Despite a $1.7-billion total capital investment reduction over the five-year period, Husky expects free cash flow before dividends to add up to a total of $8.7-billion based on a flat US$60 West Texas Intermediate price.
“The biggest changes were driven by our desire to focus the business on generating higher levels of free cash flows over the plan,” CEO Rob Peabody said on a webcast from the company’s investor day in Toronto.
“This was achieved by reducing the spending and growth in our Western Canada resource play business and pacing our thermal production growth in light of current production quotas imposed by the Alberta government and basin egress issues.”
He added excess cash is earmarked for higher shareholder dividends.
An example of the investment slowdown is in Husky’s rollout of cookie-cutter 10,000-barrel-a-day steam-driven oil sands projects near Lloydminster, Sask., chief operating officer Rob Symonds said on the call.
Last year, the company said it would aim to complete two projects a year – the pace has now been reduced to three projects every two years, he said, observing one new project will be on stream later in 2019 and five more are planned by the end of 2023.
Some of the savings will also come from Husky’s operations in Indonesia, where regulatory issues have resulted in a one-year delay in its shallow water offshore Madura Strait gas project, the company said.
Meanwhile, Husky will increase by later this year the heavy oil throughput capacity at its Lima, Ohio, refinery by 30,000 b/d to allow more western Canadian oil to displace lighter oil feedstock.
It is planning a minor expansion of its Lloydminster heavy oil upgrader for 2020 and expects to have its Superior, Wis., refinery, which was heavily damaged in a fire last year, to be rebuilt and running at full capacity by 2021.
The Calgary-based company controlled by Hong Kong billionaire Li Ka-Shing says it will boost production by about 100,000 barrels of oil equivalent a day over the five years to between 400,000 and 415,000 boe/d despite the lower spending.
In response to an analyst question, Peabody conceded on the webcast that the Jackfish oil sands project being marketed by Oklahoma City-based Devon Energy Corp. would likely fit into Husky’s “integrated corridor” business plan but he wouldn’t say if the company is interested in making an offer.

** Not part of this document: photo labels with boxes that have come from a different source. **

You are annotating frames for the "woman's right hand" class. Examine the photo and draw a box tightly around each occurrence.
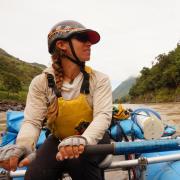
[0,145,35,171]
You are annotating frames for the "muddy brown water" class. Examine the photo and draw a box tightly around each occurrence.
[0,102,180,180]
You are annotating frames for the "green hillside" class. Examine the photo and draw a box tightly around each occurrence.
[129,44,180,102]
[0,48,46,101]
[113,77,136,102]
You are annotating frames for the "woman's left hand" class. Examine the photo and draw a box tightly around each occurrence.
[56,136,87,161]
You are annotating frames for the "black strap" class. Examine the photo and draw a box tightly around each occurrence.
[80,70,89,94]
[47,73,61,97]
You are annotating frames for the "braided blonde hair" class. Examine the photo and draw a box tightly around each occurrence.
[47,48,63,126]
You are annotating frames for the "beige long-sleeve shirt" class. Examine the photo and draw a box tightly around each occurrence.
[16,68,112,149]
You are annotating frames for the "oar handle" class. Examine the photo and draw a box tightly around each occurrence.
[84,139,180,155]
[84,144,114,155]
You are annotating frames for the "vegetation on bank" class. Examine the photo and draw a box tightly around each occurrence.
[129,45,180,103]
[0,49,46,103]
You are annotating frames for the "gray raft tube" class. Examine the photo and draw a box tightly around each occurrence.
[10,139,180,177]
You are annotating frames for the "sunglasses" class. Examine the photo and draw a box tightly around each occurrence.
[73,33,89,42]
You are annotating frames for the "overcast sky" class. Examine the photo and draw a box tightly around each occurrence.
[0,0,180,89]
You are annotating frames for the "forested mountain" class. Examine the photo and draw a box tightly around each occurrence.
[0,48,46,101]
[113,77,136,102]
[129,45,180,102]
[0,49,46,86]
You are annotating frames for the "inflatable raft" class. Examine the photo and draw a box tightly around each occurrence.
[0,108,180,180]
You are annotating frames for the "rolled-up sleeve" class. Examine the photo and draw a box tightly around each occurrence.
[16,74,48,149]
[82,75,112,144]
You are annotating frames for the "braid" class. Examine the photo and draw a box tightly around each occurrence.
[52,50,63,91]
[47,50,63,126]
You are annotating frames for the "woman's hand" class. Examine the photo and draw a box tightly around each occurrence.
[0,145,35,171]
[56,136,87,161]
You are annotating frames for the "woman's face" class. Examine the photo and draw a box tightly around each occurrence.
[56,33,92,62]
[72,38,91,62]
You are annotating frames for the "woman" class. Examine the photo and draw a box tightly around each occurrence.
[0,20,112,180]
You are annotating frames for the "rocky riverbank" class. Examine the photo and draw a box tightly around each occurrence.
[0,101,25,112]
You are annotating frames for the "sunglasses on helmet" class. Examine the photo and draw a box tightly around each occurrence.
[72,33,89,42]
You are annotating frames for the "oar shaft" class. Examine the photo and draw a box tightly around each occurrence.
[114,139,180,155]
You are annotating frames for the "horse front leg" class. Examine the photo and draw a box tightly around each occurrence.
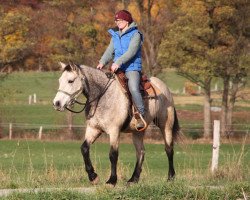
[128,132,145,183]
[164,127,175,181]
[81,127,101,184]
[106,132,119,186]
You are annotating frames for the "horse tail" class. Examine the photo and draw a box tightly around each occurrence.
[172,108,180,139]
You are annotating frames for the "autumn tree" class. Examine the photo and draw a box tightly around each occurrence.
[159,1,216,137]
[0,9,32,71]
[210,0,250,136]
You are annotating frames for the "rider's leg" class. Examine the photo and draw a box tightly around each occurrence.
[125,71,145,128]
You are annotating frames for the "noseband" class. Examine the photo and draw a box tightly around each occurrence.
[57,77,86,113]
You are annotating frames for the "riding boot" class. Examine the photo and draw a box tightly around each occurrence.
[136,118,145,130]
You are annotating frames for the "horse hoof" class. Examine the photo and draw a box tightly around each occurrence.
[91,176,99,185]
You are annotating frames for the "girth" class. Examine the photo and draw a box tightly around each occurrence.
[116,71,159,105]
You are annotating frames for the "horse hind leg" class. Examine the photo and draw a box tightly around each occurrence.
[106,130,119,186]
[81,127,101,184]
[159,107,175,180]
[128,132,145,183]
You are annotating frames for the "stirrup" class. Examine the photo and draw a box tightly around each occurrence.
[134,112,148,132]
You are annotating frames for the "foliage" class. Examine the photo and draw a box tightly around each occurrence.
[0,9,32,71]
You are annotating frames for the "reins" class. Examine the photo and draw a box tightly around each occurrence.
[64,73,114,113]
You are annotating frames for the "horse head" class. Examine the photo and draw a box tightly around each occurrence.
[53,62,84,111]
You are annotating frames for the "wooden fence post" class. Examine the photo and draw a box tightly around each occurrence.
[38,126,43,140]
[9,123,12,140]
[211,120,220,173]
[33,93,36,103]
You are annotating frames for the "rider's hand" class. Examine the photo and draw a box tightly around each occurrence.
[96,63,104,69]
[111,63,119,72]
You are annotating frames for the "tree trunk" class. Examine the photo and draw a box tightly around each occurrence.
[67,111,73,139]
[203,78,212,138]
[220,76,230,137]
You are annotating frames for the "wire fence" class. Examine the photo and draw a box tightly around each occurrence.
[0,123,250,139]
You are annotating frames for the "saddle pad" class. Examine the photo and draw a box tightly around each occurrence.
[116,71,161,99]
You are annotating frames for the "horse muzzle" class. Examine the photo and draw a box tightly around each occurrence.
[53,101,64,112]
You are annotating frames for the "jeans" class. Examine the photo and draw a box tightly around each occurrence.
[125,71,145,116]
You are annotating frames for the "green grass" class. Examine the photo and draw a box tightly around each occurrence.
[0,140,250,199]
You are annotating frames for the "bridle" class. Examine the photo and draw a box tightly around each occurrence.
[57,74,114,113]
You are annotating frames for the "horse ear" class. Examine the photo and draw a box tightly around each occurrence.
[59,62,67,70]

Earlier this year, Husky dropped a hostile bid for oil sands rival MEG Energy Corp. after falling just short of the needed two-thirds shareholder support.
Husky’s plan to sell its small Prince George refinery and retail gas-station network is attracting strong interest, Mr. Peabody said, adding he hopes a deal will be concluded by year end although it may be delayed if it requires competition regulator approvals.
In December, Husky took $300-million out of its 2019 capital spending budget to account for the impact of Alberta oil production quotas and lower global oil prices.
It says it still expects to record capital spending of between $3.3-billion and $3.5-billion this year to take average production to between 290,000 and 305,000 boe/d.